David Leavitt
Editorial Anagrama. 2011
Páginas 226 y 227.
Yo tenia unas ideas muy personales sobre la demostración. Me parecía que las demostraciones tenían que ser bonitas y, en la medida de lo posible, concisas. Una demostración bonita debería ser tan elegante como una oda de Shelley y, al igual que una oda, también debería denotar amplitud. Intenté grabar eso en la mente de Ramanujan.
—Una buena demostración —le expliqué— tiene que conjugar el efecto sorpresa con la inevitabilidad y la economía.
Es, por supuesto, una demostración por reducción al absurdo, así que empezamos dando por hecho lo contrario de lo que pretendemos demostrar; damos por hecho que sólo existe un número finito de primos, y denominamos al último primo, al primo más grande, P. Debemos recordar también que, por definición, cualquier número no primo puede ser descompuesto en primos. Por poner un ejemplo al azar, 190 se descompone en 19 x 5 x 2.

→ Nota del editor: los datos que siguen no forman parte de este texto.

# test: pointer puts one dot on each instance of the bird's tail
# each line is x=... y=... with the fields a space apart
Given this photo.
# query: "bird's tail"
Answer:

Suponiendo entonces que P es el número primo más grande, podemos escribir los primos en orden, del menor al mayor, y la serie sería la siguiente:
2, 3, 5, 7, 11, 13, 17, 19, 23 ... P
Luego podemos proponer un número, Q, que sea mayor que todos los primos multiplicados juntos. Es decir:
Q = (2x3x5x7x11x13...xP)+1
Q puede ser primo o no. Si Q es primo, eso contradice el supuesto de que P es el número primo más grande. Pero si Q no es primo, tiene que ser divisible por algún primo, y no puede tratarse de ninguno de los primos que hay hasta llegar a P, ni tampoco del propio P. Así que el primo divisor de Q tiene que ser un primo mayor que P, lo que vuelve a contradecir el supuesto original. Por lo tanto no existe un número primo mayor que todos, sino una infinidad de primos.No puedo explicarles el placer que encuentro, incluso hoy en día, en la belleza de esta demostración; en el breve pero extraordinario viaje que representa, desde una proposición aparentemente razonable (que existe un número primo mayor que todos) hasta la conclusión inevitable, pero totalmente inesperada, de que la proposición es falsa. Y no me estaría ateniendo a la verdad si les dijera que Ramanujan no era consciente de la belleza de la demostración. Comprendía su belleza, y la apreciaba. Y, sin embargo, su aprecio se asemejaba más al que yo siento por las novelas del señor Henry James. Quiero decir, las admiro pero, aun así, no me encantan. De la misma manera, nunca me dio la sensación de que a Ramanujan le encantara la demostración. Lo que le encantaban eran los números en sí mismos. Su infinita flexibilidad y, no obstante, su orden inflexible. El grado en que muchas leyes naturales, muchas de las cuales no comprendemos, ponen a prueba nuestra capacidad para manipularlas. Littlewood pensaba que Ramanujan era un anacronismo. Según él, pertenecía a la época de las fórmulas, que se había terminado hacia cien años. Si hubiese sido alemán, si hubiera nacido en 1800, habría cambiado la historia del mundo. Pero nació demasiado tarde, y en el lado equivocado del océano, y aunque nunca lo reconociera, estoy seguro de que lo sabía.
Es Hardy el que piensa así en esta novela en la que se cuenta la vida de Ramanujan. Es una novela muy recomendable.
Ramanujan nació el 22 de diciembre de 1887: mañana se cumplirá el 125 aniversario de su nacimiento.